A problem with both of these techniques, however, is that they are unable to account for limitations on register movement and merging due to incompatible clock, reset, voltage, or enable signals, or other features, merely by way of example. In particular, when a register is replicated during retiming and each of its copies is differently constrained, no single adjustment at its original location (e.g., to the negative delay buffer or the intentional clock skew) may correctly capture the different timing along multiple fan-in/fan-out paths.
Thus, the existing approaches to modeling incompatible registers generally limit the timing adjustment at the original register location based upon the minimum or maximum compatible movement along any fan-in/fan-out path from the register.

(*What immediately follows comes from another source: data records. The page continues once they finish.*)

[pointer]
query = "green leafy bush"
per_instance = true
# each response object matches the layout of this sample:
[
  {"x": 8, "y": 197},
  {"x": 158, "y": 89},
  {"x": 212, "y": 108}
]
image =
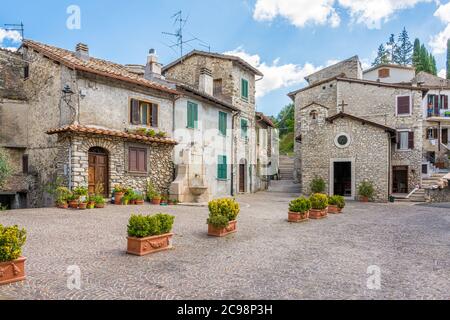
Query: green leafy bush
[
  {"x": 222, "y": 210},
  {"x": 338, "y": 201},
  {"x": 366, "y": 189},
  {"x": 319, "y": 201},
  {"x": 12, "y": 240},
  {"x": 317, "y": 185},
  {"x": 141, "y": 226},
  {"x": 300, "y": 205}
]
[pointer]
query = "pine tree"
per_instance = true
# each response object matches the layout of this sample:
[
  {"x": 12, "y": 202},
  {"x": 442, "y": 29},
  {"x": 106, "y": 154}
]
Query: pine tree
[
  {"x": 382, "y": 56},
  {"x": 403, "y": 49}
]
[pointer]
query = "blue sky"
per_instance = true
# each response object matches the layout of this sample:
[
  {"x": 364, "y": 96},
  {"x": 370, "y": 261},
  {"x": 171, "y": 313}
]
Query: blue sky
[{"x": 286, "y": 39}]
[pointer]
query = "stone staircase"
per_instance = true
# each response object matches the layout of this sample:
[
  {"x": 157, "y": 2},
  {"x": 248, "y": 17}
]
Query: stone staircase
[{"x": 286, "y": 183}]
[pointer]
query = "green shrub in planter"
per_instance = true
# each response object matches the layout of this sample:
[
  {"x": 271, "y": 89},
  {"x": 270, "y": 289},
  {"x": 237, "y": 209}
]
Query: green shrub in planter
[
  {"x": 338, "y": 201},
  {"x": 12, "y": 240},
  {"x": 317, "y": 185},
  {"x": 222, "y": 211},
  {"x": 300, "y": 205},
  {"x": 319, "y": 201},
  {"x": 141, "y": 226}
]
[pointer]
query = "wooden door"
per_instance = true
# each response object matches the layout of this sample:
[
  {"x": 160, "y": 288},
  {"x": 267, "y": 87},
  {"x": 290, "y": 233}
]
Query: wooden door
[
  {"x": 98, "y": 172},
  {"x": 242, "y": 178}
]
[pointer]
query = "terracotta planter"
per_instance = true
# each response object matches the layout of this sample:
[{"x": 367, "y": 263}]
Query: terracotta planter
[
  {"x": 298, "y": 217},
  {"x": 318, "y": 214},
  {"x": 73, "y": 204},
  {"x": 118, "y": 198},
  {"x": 333, "y": 209},
  {"x": 216, "y": 232},
  {"x": 12, "y": 271},
  {"x": 144, "y": 246}
]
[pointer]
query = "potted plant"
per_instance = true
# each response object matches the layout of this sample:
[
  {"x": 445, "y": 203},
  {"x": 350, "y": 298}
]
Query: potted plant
[
  {"x": 319, "y": 204},
  {"x": 366, "y": 191},
  {"x": 299, "y": 210},
  {"x": 222, "y": 217},
  {"x": 12, "y": 265},
  {"x": 149, "y": 234},
  {"x": 336, "y": 204},
  {"x": 99, "y": 201},
  {"x": 119, "y": 192}
]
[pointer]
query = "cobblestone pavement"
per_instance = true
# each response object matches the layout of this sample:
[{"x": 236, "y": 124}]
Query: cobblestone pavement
[{"x": 267, "y": 259}]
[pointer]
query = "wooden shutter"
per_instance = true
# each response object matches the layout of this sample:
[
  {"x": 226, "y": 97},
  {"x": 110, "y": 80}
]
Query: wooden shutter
[
  {"x": 135, "y": 112},
  {"x": 154, "y": 111},
  {"x": 132, "y": 159},
  {"x": 403, "y": 105},
  {"x": 411, "y": 140}
]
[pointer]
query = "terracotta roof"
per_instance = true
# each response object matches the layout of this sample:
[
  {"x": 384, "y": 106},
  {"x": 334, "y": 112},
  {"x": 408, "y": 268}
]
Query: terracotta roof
[
  {"x": 364, "y": 121},
  {"x": 94, "y": 65},
  {"x": 109, "y": 132},
  {"x": 214, "y": 55},
  {"x": 266, "y": 119}
]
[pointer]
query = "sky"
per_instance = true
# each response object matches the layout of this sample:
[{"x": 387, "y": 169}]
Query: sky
[{"x": 285, "y": 39}]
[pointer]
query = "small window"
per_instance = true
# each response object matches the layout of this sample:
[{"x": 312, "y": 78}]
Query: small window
[
  {"x": 144, "y": 113},
  {"x": 217, "y": 87},
  {"x": 222, "y": 168},
  {"x": 244, "y": 128},
  {"x": 404, "y": 105},
  {"x": 244, "y": 89},
  {"x": 384, "y": 73},
  {"x": 223, "y": 123},
  {"x": 137, "y": 160},
  {"x": 192, "y": 115}
]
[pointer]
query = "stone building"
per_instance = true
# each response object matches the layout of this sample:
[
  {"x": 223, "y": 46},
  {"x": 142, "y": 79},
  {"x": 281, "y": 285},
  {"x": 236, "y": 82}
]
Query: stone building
[
  {"x": 233, "y": 81},
  {"x": 351, "y": 129}
]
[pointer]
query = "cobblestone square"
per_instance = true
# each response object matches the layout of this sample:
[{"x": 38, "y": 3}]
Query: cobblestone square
[{"x": 267, "y": 259}]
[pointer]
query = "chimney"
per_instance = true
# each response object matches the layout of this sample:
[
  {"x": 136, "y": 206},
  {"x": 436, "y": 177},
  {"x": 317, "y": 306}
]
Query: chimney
[
  {"x": 206, "y": 81},
  {"x": 82, "y": 51},
  {"x": 153, "y": 67}
]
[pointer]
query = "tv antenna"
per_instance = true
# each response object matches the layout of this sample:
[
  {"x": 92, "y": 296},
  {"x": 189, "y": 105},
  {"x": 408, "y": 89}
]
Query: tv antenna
[
  {"x": 180, "y": 43},
  {"x": 15, "y": 27}
]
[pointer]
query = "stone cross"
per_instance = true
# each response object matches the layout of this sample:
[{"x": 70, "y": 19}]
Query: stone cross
[{"x": 343, "y": 105}]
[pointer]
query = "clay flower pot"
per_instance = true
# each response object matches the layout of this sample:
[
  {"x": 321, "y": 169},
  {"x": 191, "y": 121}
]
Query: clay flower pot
[
  {"x": 318, "y": 214},
  {"x": 297, "y": 216},
  {"x": 144, "y": 246},
  {"x": 216, "y": 232},
  {"x": 118, "y": 198},
  {"x": 73, "y": 204},
  {"x": 12, "y": 271}
]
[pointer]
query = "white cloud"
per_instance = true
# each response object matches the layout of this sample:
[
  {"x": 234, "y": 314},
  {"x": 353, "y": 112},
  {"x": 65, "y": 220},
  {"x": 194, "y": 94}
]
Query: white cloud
[
  {"x": 438, "y": 43},
  {"x": 276, "y": 75},
  {"x": 372, "y": 13},
  {"x": 298, "y": 12}
]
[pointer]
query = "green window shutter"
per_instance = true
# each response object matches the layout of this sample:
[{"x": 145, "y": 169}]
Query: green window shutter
[
  {"x": 192, "y": 115},
  {"x": 223, "y": 123},
  {"x": 222, "y": 168}
]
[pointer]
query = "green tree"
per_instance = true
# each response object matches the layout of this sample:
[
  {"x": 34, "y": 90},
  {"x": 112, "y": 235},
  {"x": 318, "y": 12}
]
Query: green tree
[{"x": 403, "y": 49}]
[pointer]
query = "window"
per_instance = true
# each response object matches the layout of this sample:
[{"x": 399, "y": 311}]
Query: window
[
  {"x": 244, "y": 89},
  {"x": 404, "y": 105},
  {"x": 244, "y": 128},
  {"x": 217, "y": 87},
  {"x": 137, "y": 160},
  {"x": 222, "y": 173},
  {"x": 192, "y": 115},
  {"x": 405, "y": 140},
  {"x": 144, "y": 113},
  {"x": 384, "y": 73},
  {"x": 25, "y": 164},
  {"x": 223, "y": 123}
]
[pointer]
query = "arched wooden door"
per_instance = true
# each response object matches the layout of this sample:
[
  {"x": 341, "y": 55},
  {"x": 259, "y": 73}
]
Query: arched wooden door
[{"x": 98, "y": 170}]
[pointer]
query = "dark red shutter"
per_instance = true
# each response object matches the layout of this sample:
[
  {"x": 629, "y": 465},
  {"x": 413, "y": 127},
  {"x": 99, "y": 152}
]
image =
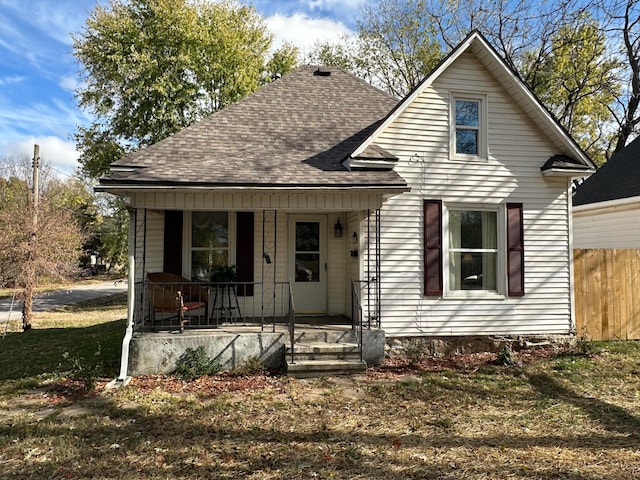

With the minimum limit, it may be assumed that retiming can only move a register as far as it can along the most-constrained path and may therefore be over-conservative; with the maximum limit, it may be assumed that retiming can move a register as far as it can along the least-constrained path and may therefore be an over-approximation. With the over-conservative limitation of register compatibility, the less-constrained paths may appear overly timing-critical. The pre-retiming optimization may not fully exploit the ability of the subsequent retiming to balance slacks, and the quality of final result (in terms of timing, area, or any other metric of interest) may be sub-optimal. With the over-approximation of the register movement, the pre-retiming optimization may assume that retiming can compensate for a timing imbalance that it may not actually be correctable due to register compatibility. The result may be a circuit with timing violations or with sub-optimal timing; it is possible for the timing of the final result to be worse than that of the original. Intermediate bounds are also possible but simultaneously suffer from both of the above limitations.
There is thus a need for methods, systems, and apparatuses that may be used for logic synthesis that are not limited to timing adjustments at the original register locations and that may not suffer from the limitations of the existing techniques.